Setting up passwordless authentication

To enable the passwordless phone sign-in authentication method, configuration is required by both administrators and individual users.

Configuration for administrators

NOTE
For the most up-to-date information on configuring passwordless authentication, please visit the Microsoft support pages here.
  1. Sign in to the Microsoft Entra admin center as at least an Authentication Policy Administrator.
  2. Browse to Protection > Authentication methods > Policies.
  3. Under Microsoft Authenticator, choose the following options:
    • Enable: Yes or No
    • Target: All users or Select users
  4. Each added group or user is enabled by default to use Microsoft Authenticator in both passwordless and push notification modes ("Any" mode). To change the mode, for each row for Authentication mode - choose Any, or Passwordless. Choosing Push prevents the use of the passwordless phone sign-in credential.
  5. To apply the new policy, click Save.

Configuration for users

NOTE
For the most up-to-date information on configuring passwordless authentication, please visit the Microsoft support pages here.
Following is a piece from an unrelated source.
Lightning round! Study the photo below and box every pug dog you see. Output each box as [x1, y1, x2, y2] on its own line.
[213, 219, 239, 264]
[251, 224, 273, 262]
To register the Microsoft Authenticator app, follow these steps:

  1. Browse to https://aka.ms/mysecurityinfo.
  2. Sign in, then select Add method > Authenticator app > Add to add Microsoft Authenticator.
  3. Follow the instructions to install and configure the Microsoft Authenticator app on your device.
  4. Select Done to complete Microsoft Authenticator configuration.
Enabling phone sign-in

After users registered themselves for the Microsoft Authenticator app, they need to enable phone sign-in:

  1. In Microsoft Authenticator, select the account registered.
  2. Select Enable phone sign-in.
  3. Follow the instructions in the app to finish registering the account for passwordless phone sign-in.
NOTE
For Secure Service Desk verification, because users must answer Yes or No to the Stay Signed in prompt after signing in via Microsoft 365 for the verification process to be fully completed, administrators may want to consider disabling the Stay signed in prompt in Azure.